They are grandmothers, middle-age breadwinners and young newlyweds. They are headed for college, the armed services or toward a better job to support their families.
The common denominator Wednesday night at Adult High School graduation was pride of accomplishment. For some of the 114 graduates, getting a diploma was a life's dream come true.Darl Ellett Brown said he learned the value of a diploma when he suddenly was turned down for a job he was sure he would get.
"When I admitted I didn't have a diploma, the boss put down his pen and the interview was over. Ever since that happened, I decided getting a diploma would be my highest priority. If you want to be a success in life, you have to have some schooling behind you."

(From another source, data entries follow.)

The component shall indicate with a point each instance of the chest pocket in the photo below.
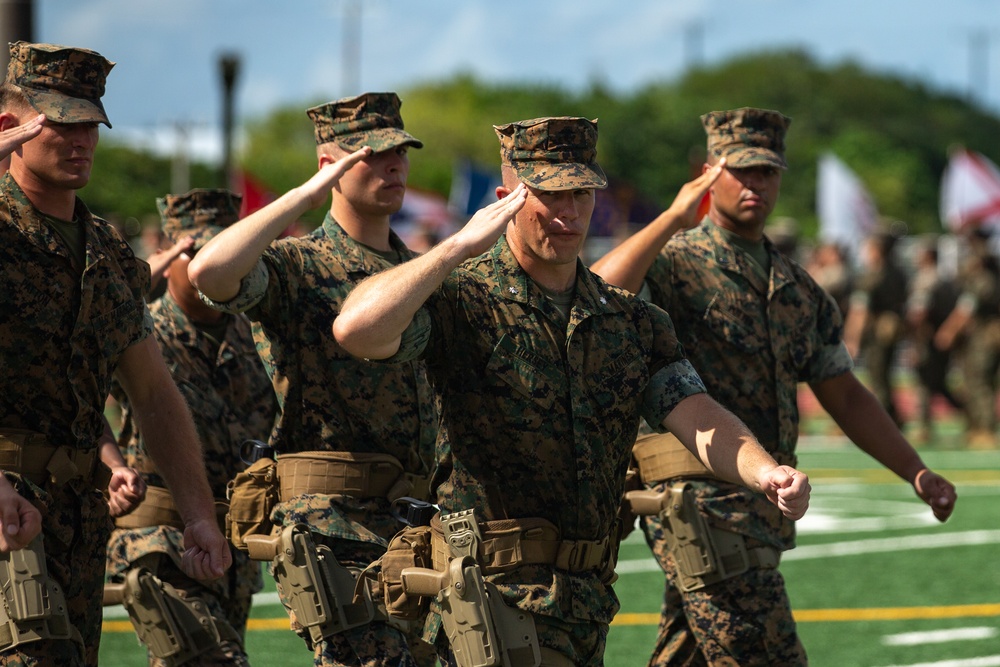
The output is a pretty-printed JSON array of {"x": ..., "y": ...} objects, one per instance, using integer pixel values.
[
  {"x": 618, "y": 380},
  {"x": 524, "y": 385},
  {"x": 732, "y": 320}
]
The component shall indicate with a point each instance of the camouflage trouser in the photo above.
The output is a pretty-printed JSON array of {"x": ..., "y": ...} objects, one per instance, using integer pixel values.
[
  {"x": 228, "y": 599},
  {"x": 373, "y": 645},
  {"x": 376, "y": 644},
  {"x": 744, "y": 621},
  {"x": 75, "y": 525},
  {"x": 580, "y": 644}
]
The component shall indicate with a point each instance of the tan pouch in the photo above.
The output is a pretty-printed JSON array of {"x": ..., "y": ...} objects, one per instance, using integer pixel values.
[
  {"x": 252, "y": 495},
  {"x": 411, "y": 547}
]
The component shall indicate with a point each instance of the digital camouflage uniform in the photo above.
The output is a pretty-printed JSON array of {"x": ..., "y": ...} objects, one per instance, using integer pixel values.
[
  {"x": 538, "y": 420},
  {"x": 61, "y": 335},
  {"x": 63, "y": 329},
  {"x": 753, "y": 337},
  {"x": 329, "y": 401},
  {"x": 981, "y": 357},
  {"x": 231, "y": 401},
  {"x": 883, "y": 291}
]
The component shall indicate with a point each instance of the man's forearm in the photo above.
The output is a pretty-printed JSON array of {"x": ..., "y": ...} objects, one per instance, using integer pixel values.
[
  {"x": 720, "y": 440},
  {"x": 379, "y": 309},
  {"x": 225, "y": 260},
  {"x": 172, "y": 442}
]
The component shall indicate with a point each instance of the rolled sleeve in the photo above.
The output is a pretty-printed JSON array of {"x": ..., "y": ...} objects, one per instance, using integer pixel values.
[
  {"x": 253, "y": 287},
  {"x": 667, "y": 388}
]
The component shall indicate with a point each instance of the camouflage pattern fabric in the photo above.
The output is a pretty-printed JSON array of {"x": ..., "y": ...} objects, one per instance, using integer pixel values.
[
  {"x": 745, "y": 621},
  {"x": 224, "y": 385},
  {"x": 747, "y": 137},
  {"x": 981, "y": 356},
  {"x": 553, "y": 153},
  {"x": 371, "y": 119},
  {"x": 885, "y": 291},
  {"x": 539, "y": 419},
  {"x": 753, "y": 340},
  {"x": 201, "y": 213},
  {"x": 61, "y": 335},
  {"x": 75, "y": 529},
  {"x": 330, "y": 401},
  {"x": 231, "y": 401},
  {"x": 228, "y": 599},
  {"x": 64, "y": 83}
]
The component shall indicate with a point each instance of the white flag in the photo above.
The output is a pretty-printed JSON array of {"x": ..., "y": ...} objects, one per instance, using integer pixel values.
[
  {"x": 846, "y": 211},
  {"x": 970, "y": 191}
]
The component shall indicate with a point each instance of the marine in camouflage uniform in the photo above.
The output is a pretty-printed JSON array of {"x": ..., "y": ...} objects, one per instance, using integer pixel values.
[
  {"x": 292, "y": 289},
  {"x": 875, "y": 317},
  {"x": 71, "y": 315},
  {"x": 542, "y": 384},
  {"x": 975, "y": 321},
  {"x": 755, "y": 324},
  {"x": 213, "y": 360}
]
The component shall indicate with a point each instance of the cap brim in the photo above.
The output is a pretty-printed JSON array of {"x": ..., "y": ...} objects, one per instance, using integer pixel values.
[
  {"x": 60, "y": 108},
  {"x": 758, "y": 157},
  {"x": 550, "y": 176},
  {"x": 382, "y": 139}
]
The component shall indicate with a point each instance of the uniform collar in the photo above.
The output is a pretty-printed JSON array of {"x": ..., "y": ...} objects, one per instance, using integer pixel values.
[
  {"x": 730, "y": 258},
  {"x": 31, "y": 221},
  {"x": 356, "y": 256}
]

"Being able to reach a goal you have worked so hard for is the best thing in the world," graduate Ann Johnson said. "When all the doors seemed closed, Adult High School opened a window for me."
Gaylene Tolman said Adult High School was just what she needed.
"I feel I learned more in my assisted study than in the rest of my education. Traditional high school is not the answer to everyone's dreams. Recently on the news they quizzed high school students on current events. I was proud I could answer every question because of assisted studies."
Graduate Barbara Draper said she hopes others will learn the importance of education.
"Many people are held back by the stigma of not having gotten their diploma earlier. They should remember the past cannot be changed, but the future can be whatever you want it to be."
The graduates ranged in age from 18 to 66, and among them have 73 children, 48 grandchildren and one great-grandchild. The class included two married couples. In addition to the diplomas, 73 equivalency certificates were awarded.
Adult High School is the Alpine School District's assisted home-study program where credit is awarded for competency.